À Barcelone, des logements «capsules» à faibles loyers font polémique

Contre 200 euros par mois, une entreprise propose aux Barcelonais démunis d’habiter dans des micro-logements. Une initiative jugée indigne par la mairie catalane, qui s’oppose fermement à cette pratique.

À Barcelone, des logements «capsules» à faibles loyers font polémique

Un air de ruche. À Barcelone, une entreprise souhaite installer un appartement rempli de «capsules», surnom donné à ces réduits pouvant abriter une seule personne à l’horizontale. Avancée comme une réponse aux prix des loyers de la cité catalane, ces micro-logements de 2,4 m² se destinent aux personnes démunies, qui, à défaut de loger «dans des auberges ou dans les rues», pourront louer une place en échange de 200 euros par mois. Abondamment relayée dans la presse espagnole, cette initiative a suscité la colère de la mairie de Barcelone. «Une activité comme celle-ci n’a pas de place dans notre ville, que ce soit maintenant ou à l’avenir», a ainsi déclaré Janet Sanz, élue du conseil municipal. De son côté, le dirigeant de l’entreprise à l’origine des «logements capsules» avance que ceux-ci offriraient une solution crédible aux Barcelonais.

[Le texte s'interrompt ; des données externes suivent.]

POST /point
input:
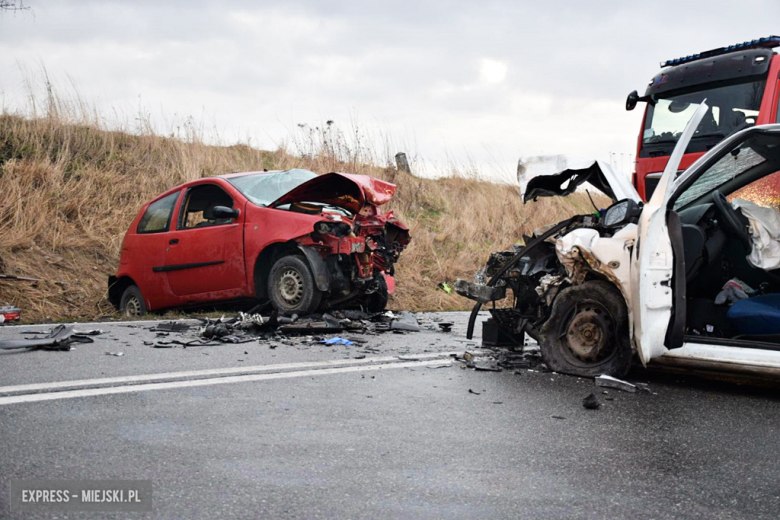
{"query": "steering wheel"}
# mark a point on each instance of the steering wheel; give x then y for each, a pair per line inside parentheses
(734, 223)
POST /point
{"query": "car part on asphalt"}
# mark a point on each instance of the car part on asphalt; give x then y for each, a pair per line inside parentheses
(587, 332)
(612, 382)
(59, 338)
(591, 402)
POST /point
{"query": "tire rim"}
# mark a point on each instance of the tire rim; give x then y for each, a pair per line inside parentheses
(133, 306)
(291, 286)
(589, 333)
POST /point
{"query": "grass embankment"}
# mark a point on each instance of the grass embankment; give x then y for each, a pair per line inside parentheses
(69, 191)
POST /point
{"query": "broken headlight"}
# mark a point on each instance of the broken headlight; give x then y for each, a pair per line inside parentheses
(340, 229)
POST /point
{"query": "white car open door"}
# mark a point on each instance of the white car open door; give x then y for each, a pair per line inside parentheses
(652, 265)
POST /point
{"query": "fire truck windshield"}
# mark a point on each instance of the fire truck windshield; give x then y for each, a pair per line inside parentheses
(732, 107)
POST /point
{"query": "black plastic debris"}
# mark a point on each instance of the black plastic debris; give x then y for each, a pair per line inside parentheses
(591, 402)
(58, 338)
(612, 382)
(172, 326)
(407, 322)
(483, 367)
(446, 326)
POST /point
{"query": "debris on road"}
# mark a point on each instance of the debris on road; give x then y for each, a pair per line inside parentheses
(172, 326)
(483, 367)
(591, 402)
(446, 326)
(58, 338)
(618, 384)
(337, 341)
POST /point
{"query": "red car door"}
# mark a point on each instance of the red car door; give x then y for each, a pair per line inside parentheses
(144, 250)
(204, 258)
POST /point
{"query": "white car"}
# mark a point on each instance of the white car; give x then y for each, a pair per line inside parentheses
(689, 279)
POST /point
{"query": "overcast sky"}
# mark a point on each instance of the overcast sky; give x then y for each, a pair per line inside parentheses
(451, 81)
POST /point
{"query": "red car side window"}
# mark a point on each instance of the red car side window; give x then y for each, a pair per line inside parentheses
(157, 217)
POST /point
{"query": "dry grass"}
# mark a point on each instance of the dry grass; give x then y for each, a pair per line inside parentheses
(70, 189)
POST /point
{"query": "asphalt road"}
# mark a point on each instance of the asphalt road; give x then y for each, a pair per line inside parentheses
(309, 431)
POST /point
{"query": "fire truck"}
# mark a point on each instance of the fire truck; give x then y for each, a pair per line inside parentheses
(741, 85)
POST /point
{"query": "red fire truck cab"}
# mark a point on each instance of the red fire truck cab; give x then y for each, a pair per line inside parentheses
(740, 84)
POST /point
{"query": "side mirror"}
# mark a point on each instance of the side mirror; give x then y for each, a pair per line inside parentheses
(632, 100)
(621, 213)
(221, 212)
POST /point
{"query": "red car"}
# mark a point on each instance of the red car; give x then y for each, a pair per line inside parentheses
(303, 241)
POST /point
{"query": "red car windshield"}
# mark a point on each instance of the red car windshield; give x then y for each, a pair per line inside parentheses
(732, 107)
(264, 188)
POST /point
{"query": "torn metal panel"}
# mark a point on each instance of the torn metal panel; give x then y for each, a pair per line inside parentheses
(480, 292)
(59, 338)
(575, 172)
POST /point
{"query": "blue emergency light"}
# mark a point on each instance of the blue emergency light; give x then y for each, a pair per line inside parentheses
(762, 43)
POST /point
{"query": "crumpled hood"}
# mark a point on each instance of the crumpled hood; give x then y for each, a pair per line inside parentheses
(345, 190)
(569, 174)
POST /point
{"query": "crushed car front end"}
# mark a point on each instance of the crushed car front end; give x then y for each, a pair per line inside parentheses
(567, 285)
(353, 247)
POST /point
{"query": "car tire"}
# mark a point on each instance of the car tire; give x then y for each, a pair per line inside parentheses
(377, 300)
(291, 287)
(132, 304)
(587, 332)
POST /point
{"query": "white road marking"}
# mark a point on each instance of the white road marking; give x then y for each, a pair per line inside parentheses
(165, 376)
(90, 392)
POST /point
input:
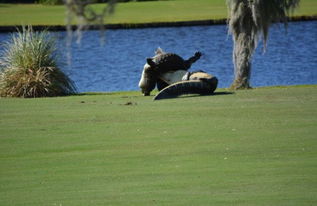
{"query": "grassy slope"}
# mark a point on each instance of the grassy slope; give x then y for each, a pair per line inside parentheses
(134, 12)
(255, 147)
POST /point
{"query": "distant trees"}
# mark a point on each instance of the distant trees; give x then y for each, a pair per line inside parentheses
(250, 20)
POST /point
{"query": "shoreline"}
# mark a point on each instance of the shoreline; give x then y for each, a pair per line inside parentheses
(209, 22)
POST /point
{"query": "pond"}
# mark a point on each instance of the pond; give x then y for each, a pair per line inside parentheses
(290, 58)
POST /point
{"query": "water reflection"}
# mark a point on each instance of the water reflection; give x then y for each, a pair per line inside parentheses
(291, 58)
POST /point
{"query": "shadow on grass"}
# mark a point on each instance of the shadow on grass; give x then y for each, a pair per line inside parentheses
(198, 95)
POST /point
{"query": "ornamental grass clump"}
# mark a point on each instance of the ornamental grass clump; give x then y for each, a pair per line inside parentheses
(29, 67)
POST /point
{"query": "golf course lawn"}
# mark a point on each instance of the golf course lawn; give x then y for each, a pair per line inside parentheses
(252, 147)
(133, 12)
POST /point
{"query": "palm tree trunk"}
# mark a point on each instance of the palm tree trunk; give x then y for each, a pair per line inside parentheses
(244, 39)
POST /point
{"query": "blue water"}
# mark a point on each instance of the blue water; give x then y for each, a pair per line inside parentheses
(290, 58)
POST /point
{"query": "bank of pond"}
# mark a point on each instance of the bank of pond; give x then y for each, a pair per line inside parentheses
(290, 57)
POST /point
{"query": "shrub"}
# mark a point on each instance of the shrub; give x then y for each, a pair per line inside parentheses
(29, 67)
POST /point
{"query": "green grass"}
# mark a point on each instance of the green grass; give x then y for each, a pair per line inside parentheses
(254, 147)
(133, 12)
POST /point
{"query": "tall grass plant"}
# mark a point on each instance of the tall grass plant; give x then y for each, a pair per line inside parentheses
(29, 67)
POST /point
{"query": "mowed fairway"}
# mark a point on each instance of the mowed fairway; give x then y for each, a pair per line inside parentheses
(133, 12)
(254, 147)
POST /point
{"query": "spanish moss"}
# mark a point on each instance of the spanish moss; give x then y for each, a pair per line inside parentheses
(250, 21)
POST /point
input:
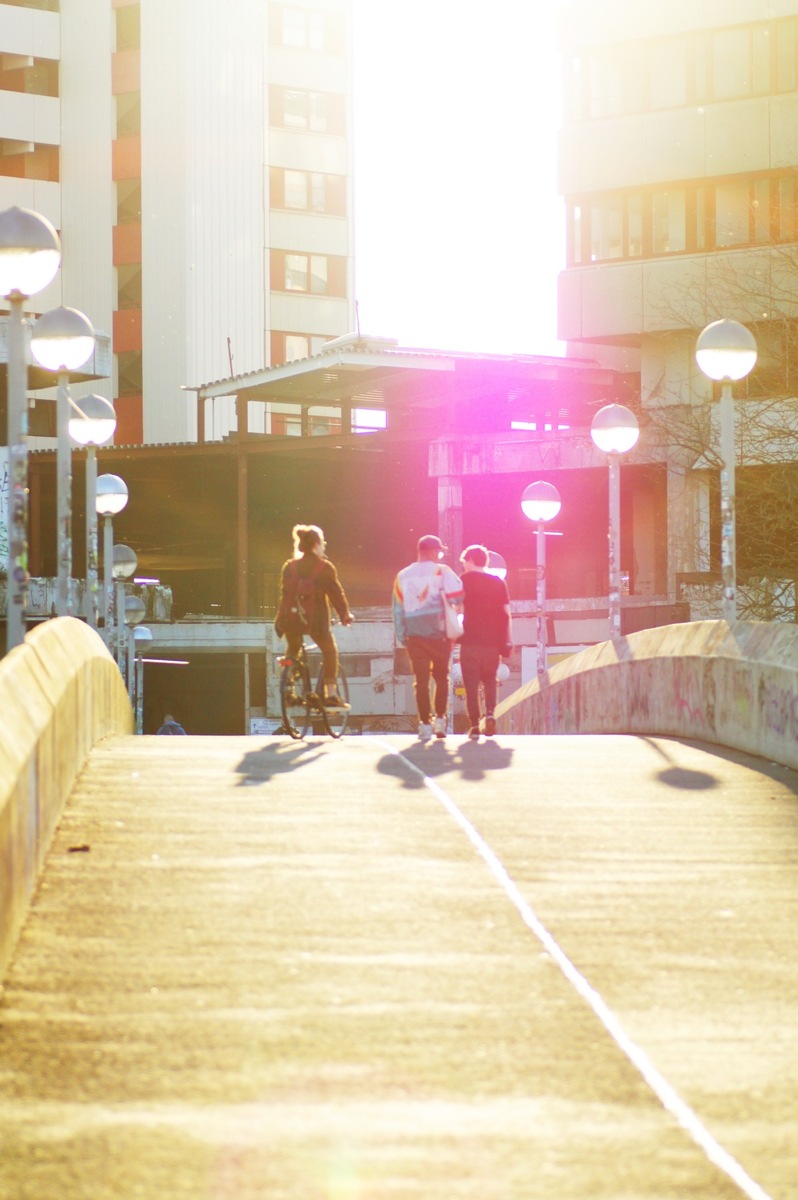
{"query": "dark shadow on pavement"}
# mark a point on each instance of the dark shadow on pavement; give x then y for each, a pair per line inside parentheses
(696, 780)
(471, 760)
(275, 759)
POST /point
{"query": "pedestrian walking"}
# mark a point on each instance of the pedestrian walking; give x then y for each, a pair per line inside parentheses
(420, 592)
(171, 726)
(486, 636)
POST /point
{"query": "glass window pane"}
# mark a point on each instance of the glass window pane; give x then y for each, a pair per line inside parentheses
(295, 190)
(732, 214)
(295, 109)
(606, 226)
(761, 210)
(669, 75)
(786, 59)
(786, 209)
(318, 192)
(731, 69)
(318, 275)
(295, 347)
(669, 221)
(761, 67)
(701, 219)
(634, 227)
(295, 273)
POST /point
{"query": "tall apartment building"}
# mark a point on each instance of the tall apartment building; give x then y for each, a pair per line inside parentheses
(679, 169)
(197, 162)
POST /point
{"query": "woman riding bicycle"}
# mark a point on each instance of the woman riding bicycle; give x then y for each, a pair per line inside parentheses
(309, 571)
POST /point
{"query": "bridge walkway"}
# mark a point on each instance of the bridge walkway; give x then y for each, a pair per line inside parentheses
(531, 969)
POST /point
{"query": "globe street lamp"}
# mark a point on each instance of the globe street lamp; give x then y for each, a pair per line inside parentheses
(615, 431)
(540, 503)
(125, 563)
(135, 613)
(496, 565)
(61, 341)
(726, 351)
(93, 424)
(142, 635)
(111, 498)
(30, 253)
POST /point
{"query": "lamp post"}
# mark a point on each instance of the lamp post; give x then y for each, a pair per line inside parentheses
(111, 498)
(61, 341)
(726, 351)
(135, 612)
(30, 253)
(93, 424)
(540, 503)
(142, 635)
(615, 431)
(125, 563)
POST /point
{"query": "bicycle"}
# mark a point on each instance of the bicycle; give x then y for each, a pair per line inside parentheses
(298, 701)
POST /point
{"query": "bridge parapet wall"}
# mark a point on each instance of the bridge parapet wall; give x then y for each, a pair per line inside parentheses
(60, 694)
(736, 685)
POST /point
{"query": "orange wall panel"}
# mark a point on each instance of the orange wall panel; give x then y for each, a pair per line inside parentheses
(127, 159)
(130, 420)
(125, 72)
(127, 244)
(127, 330)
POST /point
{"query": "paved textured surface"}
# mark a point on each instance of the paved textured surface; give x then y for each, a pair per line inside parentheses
(258, 969)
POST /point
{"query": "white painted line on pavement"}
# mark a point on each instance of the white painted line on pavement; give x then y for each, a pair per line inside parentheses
(657, 1081)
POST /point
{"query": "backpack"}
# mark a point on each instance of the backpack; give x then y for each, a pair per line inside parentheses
(298, 604)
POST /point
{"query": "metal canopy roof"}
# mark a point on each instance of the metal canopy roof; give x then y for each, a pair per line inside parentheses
(366, 371)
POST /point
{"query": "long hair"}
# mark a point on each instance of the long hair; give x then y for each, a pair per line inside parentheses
(306, 538)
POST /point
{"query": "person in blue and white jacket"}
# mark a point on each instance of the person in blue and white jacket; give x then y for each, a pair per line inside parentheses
(419, 594)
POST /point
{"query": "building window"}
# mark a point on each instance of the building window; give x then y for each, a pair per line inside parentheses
(316, 112)
(309, 191)
(130, 375)
(306, 29)
(129, 201)
(129, 114)
(39, 77)
(129, 27)
(323, 275)
(669, 225)
(699, 67)
(129, 286)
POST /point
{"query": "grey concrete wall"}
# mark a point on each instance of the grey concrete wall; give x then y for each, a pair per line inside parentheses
(733, 685)
(60, 694)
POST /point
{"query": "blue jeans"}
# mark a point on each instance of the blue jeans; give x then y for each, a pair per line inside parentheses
(430, 657)
(480, 665)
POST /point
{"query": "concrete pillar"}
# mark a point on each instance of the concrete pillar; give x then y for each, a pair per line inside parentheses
(450, 514)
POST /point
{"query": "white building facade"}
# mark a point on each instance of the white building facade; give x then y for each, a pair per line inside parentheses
(679, 169)
(196, 160)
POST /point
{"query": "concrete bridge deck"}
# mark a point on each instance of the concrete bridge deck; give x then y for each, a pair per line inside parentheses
(532, 969)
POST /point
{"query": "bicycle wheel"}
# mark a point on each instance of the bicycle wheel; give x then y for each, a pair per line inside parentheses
(335, 719)
(294, 699)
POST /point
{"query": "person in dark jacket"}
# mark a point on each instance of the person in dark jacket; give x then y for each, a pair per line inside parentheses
(172, 726)
(310, 562)
(486, 635)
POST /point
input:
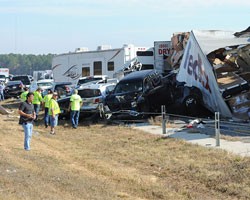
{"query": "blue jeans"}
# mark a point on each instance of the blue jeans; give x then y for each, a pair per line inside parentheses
(46, 116)
(27, 127)
(53, 121)
(37, 109)
(1, 96)
(74, 117)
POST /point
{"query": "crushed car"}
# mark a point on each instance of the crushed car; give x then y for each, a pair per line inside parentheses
(93, 97)
(142, 93)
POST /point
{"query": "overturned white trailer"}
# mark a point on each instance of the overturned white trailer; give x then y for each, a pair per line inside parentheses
(224, 84)
(103, 61)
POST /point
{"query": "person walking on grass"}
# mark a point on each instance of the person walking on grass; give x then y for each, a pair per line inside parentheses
(38, 99)
(24, 94)
(27, 115)
(46, 101)
(2, 86)
(74, 107)
(54, 111)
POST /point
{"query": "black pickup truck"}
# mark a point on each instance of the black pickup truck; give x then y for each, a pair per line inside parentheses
(146, 91)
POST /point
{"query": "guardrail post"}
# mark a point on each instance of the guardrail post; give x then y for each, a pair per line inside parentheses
(217, 128)
(163, 114)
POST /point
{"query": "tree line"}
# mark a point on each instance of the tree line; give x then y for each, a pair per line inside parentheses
(22, 64)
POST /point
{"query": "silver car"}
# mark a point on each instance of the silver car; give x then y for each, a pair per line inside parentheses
(93, 96)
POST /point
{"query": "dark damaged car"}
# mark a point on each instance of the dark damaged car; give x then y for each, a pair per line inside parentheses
(144, 92)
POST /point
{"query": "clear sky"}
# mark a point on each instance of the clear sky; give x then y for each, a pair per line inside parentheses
(60, 26)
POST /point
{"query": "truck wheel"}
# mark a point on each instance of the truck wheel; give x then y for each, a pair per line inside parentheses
(191, 105)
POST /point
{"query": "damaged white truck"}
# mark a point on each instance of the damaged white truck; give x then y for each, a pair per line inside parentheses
(218, 63)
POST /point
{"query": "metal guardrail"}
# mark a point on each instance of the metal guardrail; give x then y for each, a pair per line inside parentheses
(214, 127)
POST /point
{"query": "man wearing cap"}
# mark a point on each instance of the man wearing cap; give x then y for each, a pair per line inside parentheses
(27, 115)
(74, 107)
(46, 101)
(54, 111)
(24, 94)
(38, 99)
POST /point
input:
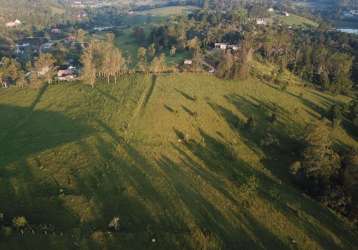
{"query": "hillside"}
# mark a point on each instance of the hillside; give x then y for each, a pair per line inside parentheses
(168, 155)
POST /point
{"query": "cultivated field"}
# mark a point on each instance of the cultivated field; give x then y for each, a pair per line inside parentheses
(168, 155)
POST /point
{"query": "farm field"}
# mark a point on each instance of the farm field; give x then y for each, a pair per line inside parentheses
(295, 20)
(170, 157)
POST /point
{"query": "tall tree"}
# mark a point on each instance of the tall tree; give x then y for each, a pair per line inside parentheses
(89, 67)
(44, 68)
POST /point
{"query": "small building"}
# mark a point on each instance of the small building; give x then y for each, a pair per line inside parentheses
(43, 71)
(66, 74)
(233, 47)
(13, 24)
(261, 21)
(55, 31)
(222, 46)
(354, 12)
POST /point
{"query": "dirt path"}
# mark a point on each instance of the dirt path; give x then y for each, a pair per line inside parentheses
(144, 99)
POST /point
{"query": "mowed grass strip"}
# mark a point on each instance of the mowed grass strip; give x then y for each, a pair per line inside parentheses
(185, 173)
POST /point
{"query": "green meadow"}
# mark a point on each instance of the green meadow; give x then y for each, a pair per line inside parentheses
(169, 156)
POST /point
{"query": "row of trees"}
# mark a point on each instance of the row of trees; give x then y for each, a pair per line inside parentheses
(328, 176)
(36, 73)
(326, 59)
(102, 59)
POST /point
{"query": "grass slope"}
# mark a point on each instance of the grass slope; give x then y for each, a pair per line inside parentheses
(75, 157)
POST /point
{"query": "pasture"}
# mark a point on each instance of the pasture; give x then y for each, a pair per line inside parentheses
(169, 156)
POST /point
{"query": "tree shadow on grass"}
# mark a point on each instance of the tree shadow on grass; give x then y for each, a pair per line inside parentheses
(40, 131)
(317, 223)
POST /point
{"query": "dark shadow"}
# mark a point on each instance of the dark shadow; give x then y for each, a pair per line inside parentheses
(191, 113)
(151, 90)
(188, 97)
(169, 108)
(105, 94)
(28, 132)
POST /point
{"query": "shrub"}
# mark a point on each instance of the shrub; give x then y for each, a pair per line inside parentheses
(114, 224)
(19, 222)
(250, 123)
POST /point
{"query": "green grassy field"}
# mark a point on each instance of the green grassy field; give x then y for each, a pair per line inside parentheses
(74, 157)
(295, 20)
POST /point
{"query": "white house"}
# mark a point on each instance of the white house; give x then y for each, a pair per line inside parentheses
(354, 12)
(261, 21)
(233, 47)
(222, 46)
(13, 24)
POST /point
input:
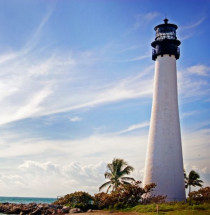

À l’origine, ce système d’habitations a été développé au Japon, où nombre d’hôtels sont aménagés de la sorte. Mais, à la différence du modèle nippon, la société espagnole est à la recherche de locaux et non de touristes. Une différence de taille, au vu des conséquences d’un séjour prolongé dans ces chambres de 3 mètres carrés. «Ce n’est pas un logement, c’est un cercueil», a estimé un internaute sur Twitter, résumant d’un mot les inquiétudes émises par une partie de la presse espagnole. Des questions sanitaires ont aussi été relevées, avec la cohabitation prévue d’une quinzaine de personnes dans un appartement de 100 mètres carrés.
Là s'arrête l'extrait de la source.